04. Tamparan dan Pengakuan

16 2 0
                                    

Pict: Haris Wiguna
*

Sepasang manik mata coklat indah bergerak liar bagaikan elang yang siap menangkap mangsanya di sekitar koridor. Berkali-kali ia mengecek arlojinya untuk mengetahui berapa menit lagi ia harus duduk menunggu kepulangan targetnya itu.

Teet... teet... teet...

Senyum evil terlukis di wajah cantiknya. Ia kemudian berdiri bersamaan keluarnya guru dari ruang kelas XI MIPA 2 di sebelahnya.

"Eh Zara, belum pulang?" Sapa Bu Vivi ketika melihat Zara berada di depan kelas yang diajarnya padahal kelas Zara terletak di lantai atas.

"Lagi nunggu orang, Bu," sahut Zara sopan sambil menyelipkan anak rambutnya ke belakang.

"Kalau begitu Ibu duluan ya," pamit Bu Vivi sambil tersenyum manis.

Zara ikut tersenyum bersamaan dengan keluarnya Denira dari kelas bersama Haris yang mengekori di belakang. Zara langsung mendekat dan mencengkram pergelangan tangan Denira yang membuat gadis itu otomatis menoleh.

"Gue mau ngomong sama lo," ucap Zara.

"Lo mau bawa dia kemana?" Tanya Haris.

"Bukan urusan lo." Sahut Zara ketus. "Ikut gue,"

"Gak boleh." Haris menghadang jalan Zara. "Dia temen gue,"

"Ris, ini masalah gue. Lo gak usah ikut campur." Ucap Denira malas.

"Tapi-"

"Lo bukan siapa-siapa gue. Lo gak tau masalah gue, mending lo pulang daripada ganggu."

Bibir Haris langsung terkatup. Mendengar pernyataan dari Denira membuat hatinya sedikit sakit-sakit. Andai saja Haris memiliki nyali untuk mengatakan bahwa dia adalah Haris.
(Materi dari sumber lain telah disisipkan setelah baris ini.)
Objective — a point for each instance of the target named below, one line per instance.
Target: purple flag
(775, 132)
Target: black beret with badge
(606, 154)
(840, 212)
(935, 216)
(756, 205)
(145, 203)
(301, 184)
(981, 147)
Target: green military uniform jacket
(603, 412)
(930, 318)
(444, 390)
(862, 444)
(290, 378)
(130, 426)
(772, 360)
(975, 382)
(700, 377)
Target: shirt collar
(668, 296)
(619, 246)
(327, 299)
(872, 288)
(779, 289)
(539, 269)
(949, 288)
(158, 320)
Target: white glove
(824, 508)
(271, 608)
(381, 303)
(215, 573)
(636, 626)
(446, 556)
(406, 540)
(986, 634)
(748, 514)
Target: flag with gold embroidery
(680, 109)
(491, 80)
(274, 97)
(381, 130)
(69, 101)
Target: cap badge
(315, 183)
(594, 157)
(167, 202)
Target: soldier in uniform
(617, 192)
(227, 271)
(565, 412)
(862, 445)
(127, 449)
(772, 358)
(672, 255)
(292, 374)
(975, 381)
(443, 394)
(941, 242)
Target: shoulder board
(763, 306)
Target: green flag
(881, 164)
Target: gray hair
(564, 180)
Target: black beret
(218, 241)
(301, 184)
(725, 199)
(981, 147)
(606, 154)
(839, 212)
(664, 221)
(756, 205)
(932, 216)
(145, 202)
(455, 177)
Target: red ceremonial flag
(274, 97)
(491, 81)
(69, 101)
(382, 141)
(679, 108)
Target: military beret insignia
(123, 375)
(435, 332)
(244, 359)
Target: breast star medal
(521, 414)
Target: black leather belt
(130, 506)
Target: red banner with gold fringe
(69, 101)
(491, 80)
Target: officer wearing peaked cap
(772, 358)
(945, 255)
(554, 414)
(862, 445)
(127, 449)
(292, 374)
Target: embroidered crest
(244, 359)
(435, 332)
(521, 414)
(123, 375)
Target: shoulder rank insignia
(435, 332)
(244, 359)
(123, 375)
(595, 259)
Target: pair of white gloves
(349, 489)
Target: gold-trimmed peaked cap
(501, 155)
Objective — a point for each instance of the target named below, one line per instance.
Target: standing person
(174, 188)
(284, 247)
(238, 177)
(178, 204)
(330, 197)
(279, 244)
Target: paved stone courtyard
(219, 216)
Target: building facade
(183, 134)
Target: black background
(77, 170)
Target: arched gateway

Laki-laki yang pernah menolongnya dari bully-an Zara.

Zara tersenyum miring kemudian menarik Denira menjauh dari kelasnya dan juga Haris. Denira pasrah ditarik paksa oleh Zara yang entah akan membawanya kemana. Denira tau masalah apa yang membawanya pada Zara sekarang.

Plak...

Zara langsung menampar pipi Denira ketika mereka sudah sampai di rooftop yang sepi.

Denira masih menunduk sambil memegang pipinya yang berdenyut. Air mata langsung tergenang di pelupuk matanya karena rasa sakit yang ia terima. Ini adalah tamparan pertama yang pernah ia rasakan.

Zara langsung menarik rambut Denira agar gadis itu mengangkat wajahnya. Wajah Zara memerah karena emosi. Matanya menatap nyalang ke arah Denira.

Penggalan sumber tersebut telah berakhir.